(The following is not meant to be prescriptive for anyone's behavior. It is merely descriptive of my own. I bind no one's conscience.)
I have not listened to a recorded sermon in months. In fact I cannot remember the last time I did so. A lecture or "talk" maybe. But a sermon has not reached my ears which was not preached in my own church for a long while.
This is remarkable because I used to listen to sermons by pastors from across the country almost daily. But now, I not only don't do this any longer but I have no desire to resume my former practice. If you had told me I would feel and think this way a year ago, I would have been incredulous. I would have thought you did not know me well. I would have assumed such a practice would make me guilty of something. I know not what. But something along the lines of veering from the shibboleth-like course of the "Young, Restless and Reformed" (meaning no disrespect to my friend
Collin Hansen).
My reasons for not listening to podcasted, downloaded or any other type of recorded sermon differ along the time of the practice itself. In other words, when the flood of sermonic mp3s began to recede from my iTunes folder the reasoning was different than now when it is more decisive. I know myself better now. Faults. Dispositions. Trajectories. All are in play and thankfully are somewhat more understandable even if not yet defeated.
It all started - or stopped, if you will - because I was tiring of the celebrity pastor phenomenon sweeping the evangelical landscape. For good or ill, it was starting to sicken me. I seemed to hear more people talk about the sermon they downloaded than the one the pastor put over them had delivered for their good. In this I heard the dissatisfaction of past moments in the life of Matt Redmond in their elation. I had so often said and done and thought just as they, it took no degree of imagination to hear my voice say the exact same thing. I had been more than a little guilty of downgrading the importance of the sermon served up by the shepherd appointed to feed my soul and watch it. By God. And I had upgraded the importance of the pastor who would never know me or my family...that is, apart from my desire to follow said pastor around to conference after conference after conference. After conference.

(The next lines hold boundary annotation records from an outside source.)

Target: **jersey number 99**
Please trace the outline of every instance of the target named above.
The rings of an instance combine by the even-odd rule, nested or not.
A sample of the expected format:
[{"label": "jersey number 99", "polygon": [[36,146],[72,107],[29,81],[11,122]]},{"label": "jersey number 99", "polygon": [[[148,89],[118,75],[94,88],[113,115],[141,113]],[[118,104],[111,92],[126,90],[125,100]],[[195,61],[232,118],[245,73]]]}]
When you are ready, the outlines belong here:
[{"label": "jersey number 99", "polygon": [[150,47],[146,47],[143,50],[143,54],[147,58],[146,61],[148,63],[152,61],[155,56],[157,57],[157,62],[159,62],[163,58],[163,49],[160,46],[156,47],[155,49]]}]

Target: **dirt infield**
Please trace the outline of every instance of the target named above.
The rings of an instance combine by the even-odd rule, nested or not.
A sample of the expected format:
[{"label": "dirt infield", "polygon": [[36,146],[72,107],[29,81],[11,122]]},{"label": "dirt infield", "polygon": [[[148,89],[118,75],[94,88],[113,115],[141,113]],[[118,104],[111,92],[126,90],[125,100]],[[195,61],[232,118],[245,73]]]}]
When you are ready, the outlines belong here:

All this naturally led to the sermon being a medium of entertainment. I suppose I could find ways to entertain myself which would be worse for me. But the sermon by the celebrity pastor was now becoming like a TV show. How did I know this was a bad thing for me? I started expecting from all pastors what I was hearing in podcast form. I probably justified it in the name of excellence or something asinine like that. Don't get me wrong, we should expect our pastors to preach well just as we expect plumbers to plumb well. But not all will have the same abilities. And I must be honest, I was entertained the most by the sermons when the preacher was "bringing it" or "killing it." Whew, good to get that off my chest.

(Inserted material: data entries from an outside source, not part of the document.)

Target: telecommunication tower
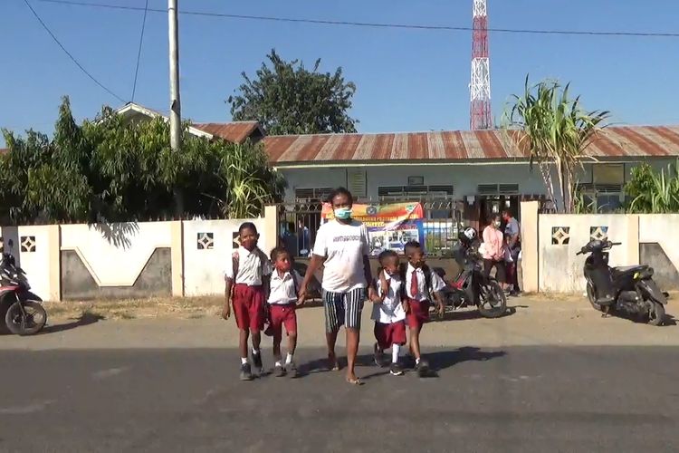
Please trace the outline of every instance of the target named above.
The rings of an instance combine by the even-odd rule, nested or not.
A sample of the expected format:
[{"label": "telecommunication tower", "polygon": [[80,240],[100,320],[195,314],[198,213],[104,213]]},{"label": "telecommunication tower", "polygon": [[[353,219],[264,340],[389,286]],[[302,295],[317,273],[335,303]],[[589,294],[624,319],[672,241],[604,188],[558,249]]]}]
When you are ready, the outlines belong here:
[{"label": "telecommunication tower", "polygon": [[472,81],[470,128],[492,129],[491,65],[488,57],[488,11],[486,0],[473,2],[473,32],[472,37]]}]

My main reason for no longer listening to sermons by celebrity preachers is...well, I have a preacher. When I am not preaching, he is my preacher/pastor. God has given him to me and my family for my good and his glory. He is the principle human agent I should be looking to for making sure my soul is fed. Are there better preachers out there? Yes. Of course, for there always will be. But they are not my pastor/shepherd. I would prefer for nothing to get in the way of what God has put in front of me to keep me on the way.
Related is my own preaching. There are certainly better preachers than myself. But I actually would appreciate the same sentiment by the people I am feeding when I preach. Self-serving convictions? Well yeah. Aren't they all?
I probably need to reiterate these convictions are my own. Feel free to appropriate them but do not feel constrained by them. My own heart is at stake here. Nothing else. I look back on the previous years with a guilt mixed with sanity, shaken and stirred. A strong drink at a high price but mixed well and worth whatever the payment required. My zeal after listening to a "killer sermon" by the celebrity pastor du jour quickly turned into zeal for other's convictions. Inevitably, I would hear a sermon on some moving subject and then very quickly want others to hear what I heard so their thinking could be changed.
Certainly I might do the same when listening to my pastor. But for my own part there is a controlling mechanism inherent deep inside my personal desire to be fed by the man standing in front of me, preaching the word. When I want no one else, effortlessly the Word is easily seen as being for me first and foremost. For conviction, encouragement, sight, hope, fire and refreshment.
So when you ask me if I have heard a sermon by anyone other than my pastor, my answer will increasingly be "no." For I do not listen to the recorded sermons of celebrity pastors anymore.